[Solved]: What factors must one consider choosing an NN structure?

Problem Detail: Suppose we have a classification problem and we wish to solve the problem by Neural Network. What factors must one consider choosing an NN structure? e.g Feed Forward, Recurrent and other available structures.

Asked By : Gigili

Answered By : AJed

Here is a list of parameters you should take into consideration (to name some):

  1. The learning algorithm (gradient descent is the most explained of them)
  2. The number of layers (3,4 layers is usually enough – input, 1 or 2 hidden, output). The output layer depends on your output (e.g., if you want to classify yes/no then your output layer consists of two nodes). The same applies for input layer. However, you may consider the case of using only a subset of the input for the learning. For instance, you may think that your problem is affected by $k$ variable. However, if you take $k’$ of them then you may get better results.
  3. Number of nodes in the hidden layers (you select that by trial and error)
  4. Number of training iterations (not too much to avoid over-fitting)
  5. Size of training/testing data (there are some known rules like the 80:20 for example)
  6. The type of the function used at the nodes (neurons) (e.g. $f(x) = 1/(1+e^x)$ or $f(x) = tanh(x)$), usually the first is sufficient.
  7. An important issue is the pre-processing and post-processing of data (this is common in all pattern recognition techniques). You may for instance convert your data by applying a certain function $f$ and then run your experiments.

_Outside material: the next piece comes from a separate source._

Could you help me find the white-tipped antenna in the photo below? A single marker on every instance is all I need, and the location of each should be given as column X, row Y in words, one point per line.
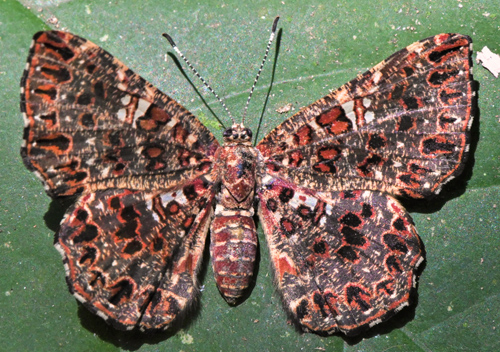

Note: given the many parameters you need to deal with, it is a good approach to use a search algorithm to select the best parameters for you. It is better be a heuristic search algorithm (e.g. genetic algorithm) if you had very large number of parameters set you will deal with (which is usually the case). Note: use the Matlab NN library or Weka (open source). They would have all these parameters for you. In fact, Weka has many other learning algorithms. Note: Perhaps, you may want to use other algorithms then. If this is case, try support vector machines. There was a historical battle between these two algorithms (in the 1990’s). SVM won it ! (I am not being very scientific here).